Vladimir Putin Gave Russian ‘Hero’ Award To Skripal Poisoning Suspect, 2nd Suspect Led Ukraine Attack: Report


A suspect in the poisoning of a former Russian spy has been named as a highly decorated military doctor, after an investigative group discovered that the man’s grandmother had boasted that her grandson once shook hands with Russian President Vladimir Putin — and she had a photograph to prove it, according to The Guardian.

But the report has not been confirmed because the grandmother vanished from her small village in northern Russia on October 6, after the private investigative group Bellingcat announced that it would soon reveal the poisoning suspect’s true identity.

On March 4, former Russian spy Sergei Skripal, 66, and his daughter Yulia, 33, were attacked and poisoned near Skripal’s home in Salisbury, England. The ex-spy had been living there since he had turned against Russia and had begun working for British intelligence. Both Skripal and his daughter were badly injured but survived — along with 48 bystanders also exposed to the Russian-made nerve agent Novichok. The victims of the nerve agent also included a police officer who responded to the scene, according to the BBC.

Another British woman in the region, Dawn Sturgess, was inadvertently exposed to the nerve agent several months later. She died as a result, The Guardian reports.

Two men claiming to be merely Russian “tourists” were identified by British investigators, who also said that both men were undercover agents of the GRU, Russia’s military intelligence agency, according to CNN. The GRU is the same Russian spy agency named in indictments by Special Counsel Robert Mueller as carrying out the 2016 United States presidential election cyber attack, per CNN.

Suspects in the poisoning of ex-Russian spy Sergei Skripal, “Alexander Petrov” (l) and “Ruslan Boshirov” (r).

Bellingcat has identified both of the suspects — who traveled to the United Kingdom under the names Alexander Petrov and Ruslan Boshirov — as Russian military officers who have earlier been awarded the prestigious “Hero of Russia” medal by Russian President Vladimir Putin himself.

Bellingcat — a private U.K.-based group that uses open-source data and photographs such as images from social media to investigate various warfare and intelligence operations — said in September that it had identified “Boshirov” as, in reality, as Colonel Anatoliy Chepiga. Chepiga is a Russian military intelligence officer who, as The Independent reports, played “a key role” in a brutal Russian attack on a Ukrainian air base in Crimea in 2014, shortly before Russia annexed the territory.
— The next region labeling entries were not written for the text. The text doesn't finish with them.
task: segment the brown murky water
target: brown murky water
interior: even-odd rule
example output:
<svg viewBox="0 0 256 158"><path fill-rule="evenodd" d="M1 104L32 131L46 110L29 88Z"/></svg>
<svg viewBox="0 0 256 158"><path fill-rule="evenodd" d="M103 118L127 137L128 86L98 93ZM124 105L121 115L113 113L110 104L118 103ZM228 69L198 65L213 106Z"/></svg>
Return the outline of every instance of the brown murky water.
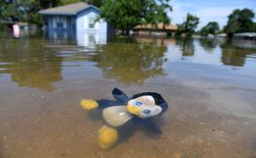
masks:
<svg viewBox="0 0 256 158"><path fill-rule="evenodd" d="M0 41L0 157L256 157L255 43ZM102 151L82 98L157 91L169 109ZM131 133L132 133L131 129Z"/></svg>

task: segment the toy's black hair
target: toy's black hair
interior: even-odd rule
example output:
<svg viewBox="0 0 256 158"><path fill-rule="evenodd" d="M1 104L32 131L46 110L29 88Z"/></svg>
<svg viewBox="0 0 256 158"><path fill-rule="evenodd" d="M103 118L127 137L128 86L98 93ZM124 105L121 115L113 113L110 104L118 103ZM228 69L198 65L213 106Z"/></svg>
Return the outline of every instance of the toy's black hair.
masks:
<svg viewBox="0 0 256 158"><path fill-rule="evenodd" d="M165 100L162 98L162 97L160 94L155 93L155 92L139 93L139 94L132 96L132 98L135 99L135 98L142 97L142 96L151 96L154 98L155 104L157 104L157 105L162 104L165 102Z"/></svg>

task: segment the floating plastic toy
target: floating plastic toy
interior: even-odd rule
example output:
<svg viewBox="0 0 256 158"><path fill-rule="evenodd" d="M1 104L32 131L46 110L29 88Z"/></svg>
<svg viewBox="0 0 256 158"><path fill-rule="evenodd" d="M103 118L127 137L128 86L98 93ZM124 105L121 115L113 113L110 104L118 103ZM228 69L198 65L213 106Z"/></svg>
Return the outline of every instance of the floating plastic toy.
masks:
<svg viewBox="0 0 256 158"><path fill-rule="evenodd" d="M97 103L90 99L82 99L80 102L81 106L87 111L98 109L102 111L106 123L98 133L98 144L102 149L109 149L115 146L118 135L130 133L136 125L144 126L157 134L162 133L161 129L151 119L168 109L168 104L160 94L144 92L128 97L116 88L112 90L112 95L117 101L111 104L106 102L101 104L100 101Z"/></svg>

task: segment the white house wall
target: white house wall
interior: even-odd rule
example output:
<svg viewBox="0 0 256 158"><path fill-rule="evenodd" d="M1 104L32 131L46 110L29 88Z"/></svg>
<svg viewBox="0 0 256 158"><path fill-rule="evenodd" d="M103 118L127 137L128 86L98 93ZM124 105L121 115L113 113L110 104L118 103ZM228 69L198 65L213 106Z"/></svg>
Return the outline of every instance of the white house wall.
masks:
<svg viewBox="0 0 256 158"><path fill-rule="evenodd" d="M99 11L94 8L87 9L77 16L76 37L79 45L92 46L93 44L105 44L107 42L107 23L102 19L96 22L94 28L89 28L89 18L96 19Z"/></svg>

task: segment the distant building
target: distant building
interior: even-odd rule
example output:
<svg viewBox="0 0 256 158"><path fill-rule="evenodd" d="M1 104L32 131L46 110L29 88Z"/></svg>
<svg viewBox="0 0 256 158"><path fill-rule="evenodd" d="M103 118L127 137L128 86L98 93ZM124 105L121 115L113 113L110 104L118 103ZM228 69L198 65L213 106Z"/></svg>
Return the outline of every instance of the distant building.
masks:
<svg viewBox="0 0 256 158"><path fill-rule="evenodd" d="M241 32L233 35L235 40L256 40L256 32Z"/></svg>
<svg viewBox="0 0 256 158"><path fill-rule="evenodd" d="M79 2L39 13L43 16L50 39L76 39L83 46L107 42L108 24L102 19L96 20L100 10L94 5Z"/></svg>
<svg viewBox="0 0 256 158"><path fill-rule="evenodd" d="M173 35L177 30L175 25L163 25L162 23L157 25L155 27L153 25L137 25L133 32L139 36L160 36L166 37L168 34Z"/></svg>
On Tuesday, Bellingcat reported that the second suspect, “Petrov,” was actually a Russian military doctor, Alexander Mishkin, who was born in the tiny Russian village of Loyga. He was raised there by his grandmother — who remained in the village at least until three days ago when she disappeared. Her disappearance comes after Bellingcat said that it was about to reveal the poisoning suspects true identity, according to British media outlet, the Mirror.
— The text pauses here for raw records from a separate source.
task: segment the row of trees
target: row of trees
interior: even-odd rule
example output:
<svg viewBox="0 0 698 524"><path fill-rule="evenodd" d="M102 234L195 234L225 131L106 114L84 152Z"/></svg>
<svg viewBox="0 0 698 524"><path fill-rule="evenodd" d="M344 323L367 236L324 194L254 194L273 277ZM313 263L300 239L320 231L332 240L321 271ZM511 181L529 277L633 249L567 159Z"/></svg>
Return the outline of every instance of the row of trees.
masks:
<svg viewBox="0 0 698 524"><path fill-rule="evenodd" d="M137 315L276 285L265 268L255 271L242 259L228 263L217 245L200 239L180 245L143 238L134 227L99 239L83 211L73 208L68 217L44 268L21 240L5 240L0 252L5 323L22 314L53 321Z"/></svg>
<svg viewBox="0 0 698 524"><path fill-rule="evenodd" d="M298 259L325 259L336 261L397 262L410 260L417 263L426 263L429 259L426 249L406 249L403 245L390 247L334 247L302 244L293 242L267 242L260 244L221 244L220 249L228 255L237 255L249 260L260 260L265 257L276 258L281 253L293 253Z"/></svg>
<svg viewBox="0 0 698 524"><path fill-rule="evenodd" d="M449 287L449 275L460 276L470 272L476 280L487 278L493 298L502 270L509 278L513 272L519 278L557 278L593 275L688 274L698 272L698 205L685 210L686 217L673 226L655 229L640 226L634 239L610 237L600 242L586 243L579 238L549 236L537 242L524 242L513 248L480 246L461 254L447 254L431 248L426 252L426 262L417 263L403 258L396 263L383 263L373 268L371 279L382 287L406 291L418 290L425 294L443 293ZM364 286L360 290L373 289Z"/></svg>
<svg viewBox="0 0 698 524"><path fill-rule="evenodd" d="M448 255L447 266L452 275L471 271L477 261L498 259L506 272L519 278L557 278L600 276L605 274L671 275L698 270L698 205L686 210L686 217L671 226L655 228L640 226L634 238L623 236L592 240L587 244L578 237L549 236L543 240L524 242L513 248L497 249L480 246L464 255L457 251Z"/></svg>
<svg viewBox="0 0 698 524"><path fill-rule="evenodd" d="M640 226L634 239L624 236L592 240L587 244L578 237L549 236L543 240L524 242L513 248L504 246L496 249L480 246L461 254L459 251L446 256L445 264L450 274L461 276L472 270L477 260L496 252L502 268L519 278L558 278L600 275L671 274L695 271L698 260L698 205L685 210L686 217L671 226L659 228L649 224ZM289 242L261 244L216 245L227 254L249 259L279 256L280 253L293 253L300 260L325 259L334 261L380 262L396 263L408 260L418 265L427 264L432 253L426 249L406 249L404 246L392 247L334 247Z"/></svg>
The two suspects were interviewed last month by the Russian state-run media outlet RT, as seen in the video below. In the interview, as the Washington Post reports, both men claimed to have visited the U.K. merely as “tourists.”
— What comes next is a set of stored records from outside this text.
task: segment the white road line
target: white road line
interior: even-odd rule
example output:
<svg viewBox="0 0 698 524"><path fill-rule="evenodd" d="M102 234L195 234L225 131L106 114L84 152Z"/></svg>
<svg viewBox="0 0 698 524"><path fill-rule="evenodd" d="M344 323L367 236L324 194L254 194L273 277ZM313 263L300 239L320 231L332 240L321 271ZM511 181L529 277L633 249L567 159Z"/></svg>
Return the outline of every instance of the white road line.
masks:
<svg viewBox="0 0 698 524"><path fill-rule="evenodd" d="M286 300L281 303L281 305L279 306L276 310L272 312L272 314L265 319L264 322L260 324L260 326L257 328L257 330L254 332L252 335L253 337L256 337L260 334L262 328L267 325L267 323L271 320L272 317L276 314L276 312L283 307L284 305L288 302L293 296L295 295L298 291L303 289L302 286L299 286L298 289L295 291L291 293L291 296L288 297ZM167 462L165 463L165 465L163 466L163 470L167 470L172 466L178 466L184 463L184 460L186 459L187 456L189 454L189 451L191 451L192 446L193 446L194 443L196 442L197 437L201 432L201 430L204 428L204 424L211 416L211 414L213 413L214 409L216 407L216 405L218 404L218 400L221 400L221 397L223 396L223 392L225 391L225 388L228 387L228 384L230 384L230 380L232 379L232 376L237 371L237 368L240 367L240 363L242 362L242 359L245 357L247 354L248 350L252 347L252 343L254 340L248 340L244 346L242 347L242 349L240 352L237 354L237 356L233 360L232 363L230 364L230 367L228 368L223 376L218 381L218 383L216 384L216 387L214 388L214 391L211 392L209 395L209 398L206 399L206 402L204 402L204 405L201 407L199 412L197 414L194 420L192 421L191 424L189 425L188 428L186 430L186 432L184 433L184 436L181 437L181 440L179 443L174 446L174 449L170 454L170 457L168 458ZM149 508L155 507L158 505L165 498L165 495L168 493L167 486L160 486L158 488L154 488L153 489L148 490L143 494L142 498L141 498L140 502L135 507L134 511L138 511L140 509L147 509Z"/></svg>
But the interview backfired with audiences, according to analysts Precious N. Chatterje-Doody and Rhys Crilley of the Reframing Russia research site.

“Previous data show that RT viewers were generally skeptical of the official British account of the Skripal poisoning,” the analysts wrote. “But (the) interview with the suspects marked a dramatic change — the top 100 most-liked comments included many from viewers who felt the interview was ridiculous and that the suspects’ stories were implausible. Fully 74 percent were critical of the claims presented by the suspects.”